Kabar tersebut dibenarkan Kepala Bagian Hukum dan Humas RSUP Dr Sardjito, Banu Hermawan. Banu mengatakan benar terjadi pergantian direktur utama yang dilaksanakan hari ini, Senin 12 Juli 2021. Pelantikan direktur utama baru dilaksanakan secara daring pukul 12.00 WIB tadi.

“Bapak Menteri Kesehatan telah melantik pejabat JPT Pratama di lingkungan Kementerian Kesehatan yakni dr Rukmono Siswishanto sebagai Direktur Utama Rumah Sakit Jiwa Prof dr Soerojo Magelang dan dr Eniarti sebagai Direktur Utama RSUP dr Sardjito,” ungkap Banu ketika dihubungi KRjogja.com.

Pergantian tersebut menurut Banu merupakan hal biasa dalam lingkungan Kementrian Kesehatan. Ketika disinggung mengenai kejadian baru-baru ini terkait kelangkaan oksigen dan tenda darurat yang banjir, Banu menampik hal tersebut.

“Pergantian ini merupakan rotasi jabatan biasa, dan itu hal lumrah dilingkungan Kementerian kesehatan sebagai penyegaran organisasi di lingkungan kementerian kesehatan RI,” tandas dia.

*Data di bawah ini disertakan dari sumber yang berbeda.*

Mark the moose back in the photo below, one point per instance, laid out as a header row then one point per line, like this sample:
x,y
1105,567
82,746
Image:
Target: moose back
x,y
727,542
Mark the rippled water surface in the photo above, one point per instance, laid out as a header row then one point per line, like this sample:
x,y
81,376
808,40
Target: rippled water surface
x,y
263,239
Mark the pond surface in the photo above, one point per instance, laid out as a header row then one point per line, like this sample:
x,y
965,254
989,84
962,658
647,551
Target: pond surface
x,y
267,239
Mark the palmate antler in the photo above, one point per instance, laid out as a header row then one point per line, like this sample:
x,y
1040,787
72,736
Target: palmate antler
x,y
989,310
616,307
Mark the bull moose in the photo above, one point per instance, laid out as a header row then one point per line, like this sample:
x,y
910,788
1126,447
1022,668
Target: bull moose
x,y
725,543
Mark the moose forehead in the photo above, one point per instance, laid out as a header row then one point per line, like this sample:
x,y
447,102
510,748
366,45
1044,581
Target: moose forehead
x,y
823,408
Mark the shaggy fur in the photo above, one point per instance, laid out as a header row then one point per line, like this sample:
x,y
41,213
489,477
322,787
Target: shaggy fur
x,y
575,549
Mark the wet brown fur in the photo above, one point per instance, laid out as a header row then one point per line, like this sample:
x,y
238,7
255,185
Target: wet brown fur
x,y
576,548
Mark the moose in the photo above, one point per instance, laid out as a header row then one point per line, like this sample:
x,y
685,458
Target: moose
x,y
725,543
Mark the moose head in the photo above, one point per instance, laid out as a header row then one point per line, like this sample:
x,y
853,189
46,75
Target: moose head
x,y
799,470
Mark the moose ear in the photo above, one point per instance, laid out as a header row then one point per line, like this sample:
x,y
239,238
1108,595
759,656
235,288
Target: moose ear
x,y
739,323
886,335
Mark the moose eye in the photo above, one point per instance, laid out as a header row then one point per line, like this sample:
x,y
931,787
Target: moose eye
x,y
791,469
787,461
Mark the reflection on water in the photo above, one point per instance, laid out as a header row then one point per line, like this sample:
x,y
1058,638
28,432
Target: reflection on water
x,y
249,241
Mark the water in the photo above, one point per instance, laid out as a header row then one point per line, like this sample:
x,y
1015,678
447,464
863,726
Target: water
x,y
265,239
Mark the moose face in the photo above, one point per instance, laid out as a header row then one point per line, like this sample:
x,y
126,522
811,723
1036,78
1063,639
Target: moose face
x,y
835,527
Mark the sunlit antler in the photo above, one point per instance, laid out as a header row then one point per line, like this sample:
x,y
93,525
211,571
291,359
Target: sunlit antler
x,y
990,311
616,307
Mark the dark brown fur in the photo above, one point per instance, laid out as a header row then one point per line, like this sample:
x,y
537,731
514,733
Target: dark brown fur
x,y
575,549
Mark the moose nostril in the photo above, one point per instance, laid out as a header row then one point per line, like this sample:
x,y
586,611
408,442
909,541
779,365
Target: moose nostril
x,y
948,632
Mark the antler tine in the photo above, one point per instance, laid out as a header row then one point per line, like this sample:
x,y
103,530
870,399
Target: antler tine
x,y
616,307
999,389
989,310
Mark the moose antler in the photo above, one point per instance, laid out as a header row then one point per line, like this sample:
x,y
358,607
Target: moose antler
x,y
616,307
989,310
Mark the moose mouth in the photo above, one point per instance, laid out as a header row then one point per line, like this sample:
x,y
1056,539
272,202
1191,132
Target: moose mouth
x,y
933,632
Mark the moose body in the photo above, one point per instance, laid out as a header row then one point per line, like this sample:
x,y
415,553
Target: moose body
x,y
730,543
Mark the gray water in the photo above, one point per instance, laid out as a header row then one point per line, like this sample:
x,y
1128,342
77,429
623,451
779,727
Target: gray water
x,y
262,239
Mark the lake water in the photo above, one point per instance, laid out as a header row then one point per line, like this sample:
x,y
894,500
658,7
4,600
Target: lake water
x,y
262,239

Sementara, dr Rukmono menyampaikan saat ini ia sudah resmi menjadi direktur utama RSJ Soeroyo Magelang setelah dilantik siang hari tadi. Saat ini ia tengah menanti proses serah terima jabatan yang akan dilaksanakan beberapa hari kedepan. 

(Sumber: KRJogja)

Heboh Netizen

Kabar pergantian Direktur RS Sardjito ini tak ayal heboh di sosial media, mengingat berita sebelumnya tentang kelangkaan oksigen dan kematian 63 pasien Covid-19.

"Di tengah krisis seperti ini, Direktur Utama RSUP dr Sardjito dipindah jadi Direktur Utama Rumah Sakit Jiwa Prof. dr. Soerojo Magelang. Apakah ada kaitannya dengan....," ungkap @astriferdiana.

"Ternyata yang kemarin beredar itu infonya valid ya.
Pura-pura gak tahu aja ah.
Jadi bisa bilang, "Gak nyangka banget sih."," komen @Herrommy.

"Memberi contoh cara membungkam pejabat yang terbuka akan kekurangan pelayanan," timpal @BimoTjontong.